Richtig leise ist kein 200mm-Luffi. Recht angenehm soll dieser sein:


BitFenix Spectre LED schwarz/blau, 200x200x20mm, 500-700rpm, 18dB(A) (BFF-BLF-20020B-RP) Preisvergleich | Geizhals Deutschland
und bei der Graka empfehle ich klar jene:


2048MB Asus GeForce GTX 670 DirectCU II Aktiv PCIe 3.0 x16 (Retail)
leiser ab Werk ist keine Pixelschleuder dieser Leistungsklasse

Gruß


----------



## Badewannenbehüter (25. November 2012)

Der Lüfter sollte auch leise sein, immerhin dreht er nur mit 500-700 rpm 

Die Asus 670 ist


----------



## Hans-dampf (25. November 2012)

*AW: extrem leise 200/ 230 mm lüfter?*

gibt es richtig leise lüfter in kleineren vormaten ?
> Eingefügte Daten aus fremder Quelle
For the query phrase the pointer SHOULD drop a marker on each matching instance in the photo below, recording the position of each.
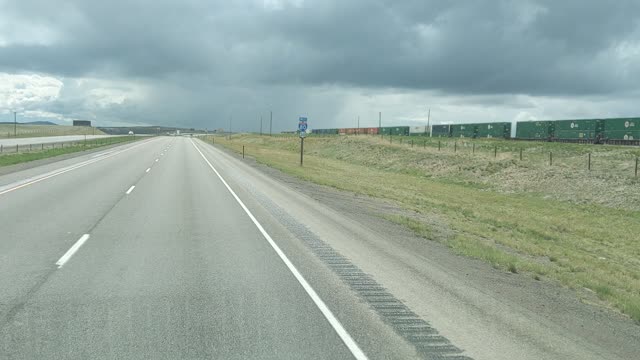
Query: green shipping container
(464, 130)
(395, 130)
(585, 125)
(622, 129)
(441, 130)
(535, 129)
(494, 130)
(576, 134)
(622, 135)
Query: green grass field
(561, 222)
(17, 158)
(7, 130)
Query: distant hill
(31, 123)
(150, 130)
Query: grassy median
(28, 130)
(22, 157)
(561, 221)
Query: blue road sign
(302, 124)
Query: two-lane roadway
(146, 251)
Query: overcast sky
(197, 63)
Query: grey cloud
(198, 55)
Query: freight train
(613, 131)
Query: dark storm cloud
(543, 47)
(222, 57)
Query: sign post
(302, 129)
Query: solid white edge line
(70, 168)
(72, 250)
(335, 323)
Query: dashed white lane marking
(37, 179)
(72, 250)
(335, 323)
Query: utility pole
(428, 122)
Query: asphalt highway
(48, 139)
(171, 248)
(145, 251)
wichtig nahezu unhörbar solte er sein

platz ist ja genügend voranden das es ein paar mehr von den kleineren lüfter eingebaut werden könten
wenn  dafür ruhe in der kiste ist

Keine Ati?


----------



## facehugger (25. November 2012)

*AW: extrem leise 200/ 230 mm lüfter?*

Fast unhörbar ist dieser:


Noiseblocker NB-eLoop S-Series B12-1 Preisvergleich | Geizhals Deutschland
leise sind aber auch diese günstigeren Luftschaufler:


Enermax T.B.Silence 120x120x25mm, 900rpm, 71.54m³/h, 11dB(A) (UCTB12) Preisvergleich | Geizhals Deutschland
Scythe Slip Stream 120 800rpm (SY1225SL12L) Preisvergleich | Geizhals Deutschland
oder in 140mm:


Noiseblocker NB-BlackSilentFan XK1, 140x140x25mm, 800rpm, 60m³/h, 12dB(A) Preisvergleich | Geizhals Deutschland
Noiseblocker NB-BlackSilentPRO PK-1, 140x140x25mm, 700rpm, 49m³/h, 9dB(A) Preisvergleich | Geizhals Deutschland
die sind natürlich deutlich kleiner und kommen mit weniger Durchsatz...

Gruß


----------



## Hans-dampf (25. November 2012)

*AW: extrem leise 200/ 230 mm lüfter?*

ich werdeden nehmen  Noiseblocker NB-Multiframe M12-S1, 120x120x25mm, 750rpm, 58m³/h, 8dB(A) Preisvergleich | Geizhals Deutschland

3 oben  1 an der front

4 an der seite 1 hinten dass solte reichen


----------



## facehugger (25. November 2012)

*AW: extrem leise 200/ 230 mm lüfter?*

Soll der Tower abheben Auch für einen Gaming-PC reicht ein einblasender (Font) und ein ausblasender (Heck) Luffi im 120mm-Format gut aus. Vielleicht noch einen in den Deckel knallen (ebenfalls ausblasend) und gut ist

Gruß


----------



## Abductee (25. November 2012)

*AW: extrem leise 200/ 230 mm lüfter?*

Ich würd von den von Multiframes abraten, die Befestigung mit den Gummibacken ist sehr wackelig.
Das funktioniert nur mit wirklich langen Schrauben.
Ich hab mehrere von den "günstigeren" Noiseblocker NB-BlackSilentFan XK1, 140x140x25mm, 800rpm, 60m³/h, 12dB(A) Preisvergleich | Geizhals Deutschland auf voller Drehzahl laufen und die sind wirklich leise und ruhig.
Mein Tower steht mit 4x140 genau neben dem Sofa und meine Frau bemerkt es gar nicht das er läuft.


----------



## facehugger (25. November 2012)

*AW: extrem leise 200/ 230 mm lüfter?*



Abductee schrieb:


> Mein Tower steht mit 4x140 genau neben dem Sofa und meine Frau bemerkt es gar nicht das er läuft.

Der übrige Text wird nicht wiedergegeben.